By participating in this process, by looking at the data, giving input and seeing it incorporated, the clinicians who will be affected by the improvement initiative are validating and accepting the integrity of the cohort. It is their data, their process to change, and their outcomes to improve.

The great value of this approach is that it allows clinicians to take full ownership of the data and the improvement process. When a health system outsources, that ability is lost. The data goes out, the organization gets a metric back—and has no insight into the steps in between. It is hard to build faith among clinicians in benchmarked metrics that are simply presented to them in that manner. In contrast, through the internal process of fingerprinting and data validation, clinicians develop a sense of ownership and confidence that what the data reveals is accurate. Getting this ownership is a very critical step for getting people to trust the data, to acknowledge that there is room for improvement, and to take appropriate measures to improve processes.


The most frequently mentioned disadvantage of the in-house analytics approach is that it requires significant resources—an investment in the right personnel and the right technology infrastructure. It requires an EDW and analytics software. It also requires database experts, data architects, and analysts on staff who can manage the data, infer meaning from it, and then work to establish interventions to drive improvement.

Another limitation of the in-house approach is that it drives internal improvement but doesn’t provide insight on how an organization’s performance compares to that of its peers. It’s worth noting, however, that there are drawbacks to putting too much emphasis on comparative performance measures. Doing better than the hospital next door doesn’t necessarily indicate excellence. By focusing on internal improvement, organizations can ensure that they are truly performing to the top of their capability, not simply doing better than their peers.

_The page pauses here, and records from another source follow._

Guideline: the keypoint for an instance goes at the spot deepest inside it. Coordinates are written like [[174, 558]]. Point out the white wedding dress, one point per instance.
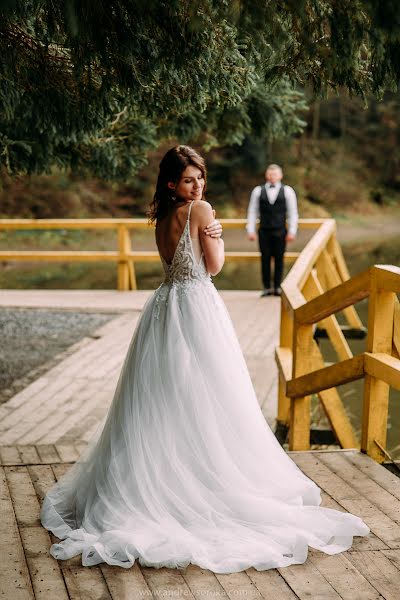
[[184, 468]]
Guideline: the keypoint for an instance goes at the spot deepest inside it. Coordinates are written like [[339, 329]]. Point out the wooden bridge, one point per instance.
[[44, 427]]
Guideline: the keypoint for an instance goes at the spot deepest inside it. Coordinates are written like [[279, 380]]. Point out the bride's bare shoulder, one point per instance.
[[202, 209]]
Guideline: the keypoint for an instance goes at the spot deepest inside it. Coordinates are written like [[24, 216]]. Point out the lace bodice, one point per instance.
[[186, 270], [185, 267]]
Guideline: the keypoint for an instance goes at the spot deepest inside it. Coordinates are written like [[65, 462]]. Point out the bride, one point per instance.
[[185, 468]]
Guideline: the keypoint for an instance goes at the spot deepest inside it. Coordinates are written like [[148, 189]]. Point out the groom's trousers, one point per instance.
[[272, 244]]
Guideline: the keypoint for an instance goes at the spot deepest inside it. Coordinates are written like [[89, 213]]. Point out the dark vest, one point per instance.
[[273, 216]]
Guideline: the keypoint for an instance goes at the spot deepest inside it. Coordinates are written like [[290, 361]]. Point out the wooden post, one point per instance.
[[126, 272], [376, 392], [300, 408], [286, 340], [328, 274]]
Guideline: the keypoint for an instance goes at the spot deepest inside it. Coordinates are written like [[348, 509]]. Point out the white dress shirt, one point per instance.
[[253, 212]]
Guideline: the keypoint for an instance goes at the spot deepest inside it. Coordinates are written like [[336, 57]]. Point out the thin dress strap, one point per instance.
[[190, 208]]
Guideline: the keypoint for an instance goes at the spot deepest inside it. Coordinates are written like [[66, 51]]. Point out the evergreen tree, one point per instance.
[[93, 86]]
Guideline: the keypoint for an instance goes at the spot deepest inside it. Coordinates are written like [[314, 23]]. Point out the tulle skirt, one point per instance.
[[184, 468]]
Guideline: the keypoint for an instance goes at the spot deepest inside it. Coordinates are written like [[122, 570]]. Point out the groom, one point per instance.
[[273, 203]]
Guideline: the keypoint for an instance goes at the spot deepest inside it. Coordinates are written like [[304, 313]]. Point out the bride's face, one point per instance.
[[191, 184]]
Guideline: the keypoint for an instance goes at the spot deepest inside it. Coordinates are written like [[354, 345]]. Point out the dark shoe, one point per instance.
[[267, 292]]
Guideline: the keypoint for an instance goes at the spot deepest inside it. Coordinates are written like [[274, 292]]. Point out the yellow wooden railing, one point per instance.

Looking Backward versus Moving Forward

W. Edwards Deming, a pioneer of total quality management, famously stated, “Managing by results is like looking in the rear-view mirror.” That’s what relying on outsourced analytics that consists only of outcomes data does. It allows your organization to look back at the past but doesn’t provide insight as to how to succeed in the future. It can signal the need for a change but doesn’t help create that change.

The performance indicators that benchmarked data provides are valuable. But in today’s industry where improving performance is paramount, organizations need more tools and insight to take action based on these signals. This is where an in-house EDW and analytics come into play. These tools enable organizations to pinpoint what needs to be improved—and then move forward to drive and measure that improvement.